ASOR Workshop on Pseudoarchaeology
- Feb 14, 2024
- 2 min read
As readers of this blog know, my colleague Kevin McKeough and I successfully submitted a proposal for a workshop on pseudoarchaeology at the 2024 ASOR annual meeting. The workshop’s short (10 minute) papers will center around a series of common questions that we asked all submitters to consider:
1. What are the intellectual, social, political, and material contexts for pseudoarchaeology?
2. How have pseudoarchaeologists responded to normative archaeological arguments, methods, epistemologies, and institutions?

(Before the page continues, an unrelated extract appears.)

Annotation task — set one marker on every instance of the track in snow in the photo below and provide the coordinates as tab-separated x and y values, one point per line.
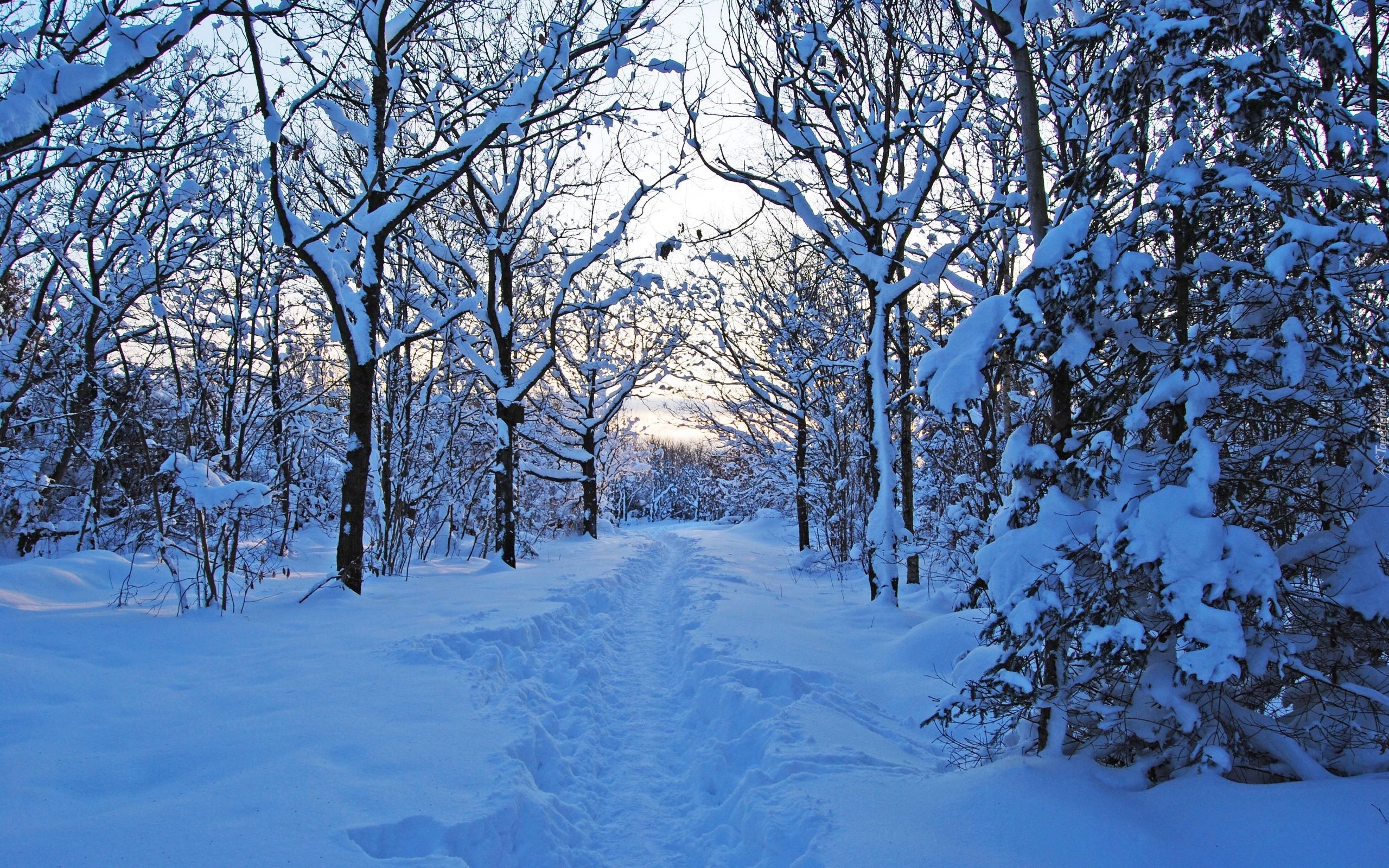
646	750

3. How have pseudoarchaeological ideas circulated? What genres, media, and institutions create space for pseudoarchaeology?
4. Have disciplinary efforts to debunk or critique pseudoarchaeology benefited or harmed the discipline?
5. How does the growing appreciation of the plurality of archaeologies create new space within the discipline to recognize and learn from pseudoarchaeological traditions?
My proposed paper title is “The Sun Ra Papyrus: Black Pseudoarchaeology in Context” and since you can start submitting abstracts tomorrow, I thought I’d try my hand at a draft of an abstract just to try to set (the? a?) tone for the panel. My abstract is a PERFECT 250 words (which also means that I can’t proofread it or I’ll end up throwing it off!):
In October 2020, the New York Times published an anecdote told by pianist Farid Barron who recalled reading that the saxophonist John Coltrane once received a papyrus from the avant garde composer, musician, writer, and mystic Sun Ra. Barron reported that the papyrus “was said” to stop time, but had since been lost.
This wasn’t the only time in the last five years that the Old Grey Lady had reported on a papyrus. It had breathlessly covered controversies associated with Dirk Obbink and Karen King both before and since. The origins and character of the so-called “Sun Ra Papyrus” remains obscure and unexamined, but its story opens a narrow window into African American attitudes toward the power of the past to shape the present.
These attitudes derived from a rich and dynamic view of antiquity that served to articulate new understandings of Black identity over the course of the 20th century. Even as Black Americans were largely excluded from academia, they nevertheless developed complex theories, arguments, and epistemologies about their past. These ideas of the past circulated far outside of academic circles and drew upon popular accounts of the ancient world, pseudoarchaeological interpretations, esoteric literature, and often contemporary revelations. These diverse sources produced a distinct influence on changing Black identities in the mid-20th century and informed a wide range of religious, artistic, and even political expressions.
This paper locates Black pseudoarchaeology within this dynamic context and shows how it served as a generative social, cultural, spiritual, and political force.